O procurador-geral da República, Paulo Gonet, enviou nesta quarta-feira (29) um pedido formal ao Supremo Tribunal Federalista (STF) para que o governador do Rio de Janeiro, Cláudio Castro (PL), apresente um relatório detalhado sobre a megaoperação policial realizada nos complexos do Boche e da Penha, que deixou mais de 100 mortos, incluindo quatro policiais.
A solicitação atende a uma lei do ministro Alexandre de Moraes, que havia exigido sintoma da PGR no contexto da Arguição de Descumprimento de Preceito Fundamental (ADPF) 635, conhecida porquê “ADPF das Favelas”, que impõe limites às ações policiais em comunidades do Rio.
Requisições e foco da apuração
No parecer guiado ao STF, Gonet reforçou as mesmas exigências feitas pelo Juízo Pátrio do Ministério Público (CNMP), que monitora o cumprimento da decisão da Galanteio sobre a redução da obituário policial no estado.
O procurador-geral listou uma série de informações obrigatórias que o governo fluminense deverá entregar, incluindo:
Relatório completo da operação, com planejamento e justificativas formais para o uso da força;
Número totalidade de policiais envolvidos e tipos de armamentos empregados;
Dados oficiais sobre mortos, feridos e detidos;
Medidas disciplinares, caso sejam constatados abusos;
Ações de assistência às vítimas e familiares.
Gonet também mencionou que o relatório deve contemplar as circunstâncias específicas que levaram à deflagração da operação, além de eventuais protocolos adotados para preservar a integridade da população social.
Direitos humanos e fiscalização
Em um dos trechos do documento, o procurador-geral declarou concordar com as observações apresentadas pelo Juízo Pátrio de Direitos Humanos (CNDH), que participa do processo porquê amicus curiae.
O CNDH defende a adoção de “medidas complementares e urgentes de monitoramento e fiscalização” quanto ao cumprimento das determinações da ADPF 635, “em peculiar diante de mais um incidente de obituário policial ocorrido no estado do Rio de Janeiro”.
Gonet ponderou, todavia, que o recomendação não especificou quais medidas deveriam ser adotadas, e que novas ações só poderão ser avaliadas em seguida a chegada das respostas do governo estadual.
“Decerto que medidas complementares poderão ser cogitadas a partir da compreensão mais precisa dos fatos que as informações haverão de propiciar”, escreveu o procurador-geral.
Contexto da operação
A megaoperação, deflagrada na terça-feira (28), mobilizou 2,5 milénio agentes das forças de segurança estaduais e federais.
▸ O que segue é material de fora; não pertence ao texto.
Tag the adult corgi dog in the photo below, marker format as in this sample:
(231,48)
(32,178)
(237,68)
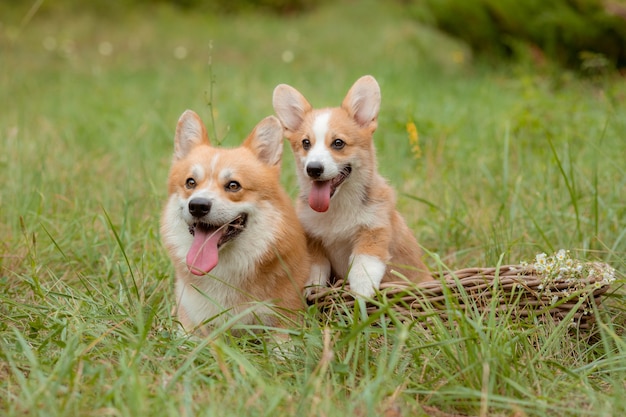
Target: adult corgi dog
(231,230)
(346,207)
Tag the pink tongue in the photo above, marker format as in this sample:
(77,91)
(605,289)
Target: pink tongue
(202,257)
(319,198)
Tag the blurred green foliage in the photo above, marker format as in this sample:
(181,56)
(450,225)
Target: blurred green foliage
(582,34)
(107,8)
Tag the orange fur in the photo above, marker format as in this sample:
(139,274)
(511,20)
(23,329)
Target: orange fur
(265,266)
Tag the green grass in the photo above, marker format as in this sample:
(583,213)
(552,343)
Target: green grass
(514,161)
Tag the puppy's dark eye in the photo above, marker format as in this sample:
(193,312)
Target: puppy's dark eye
(338,144)
(233,186)
(190,183)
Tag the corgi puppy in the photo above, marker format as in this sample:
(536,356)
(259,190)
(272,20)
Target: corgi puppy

O confronto resultou em 64 mortes confirmadas inicialmente, número que aumentou com as atualizações de órgãos locais, e 81 prisões. O governo do Rio alega que o Ministério Público acompanhou todo o planejamento e que “todas as regras da ADPF foram cumpridas”.
Enquanto o Palácio Guanabara defende a legitimidade da ação, entidades de direitos humanos e setores do Supremo apontam indícios de violações e cobram maior transparência nas operações em áreas densamente povoadas.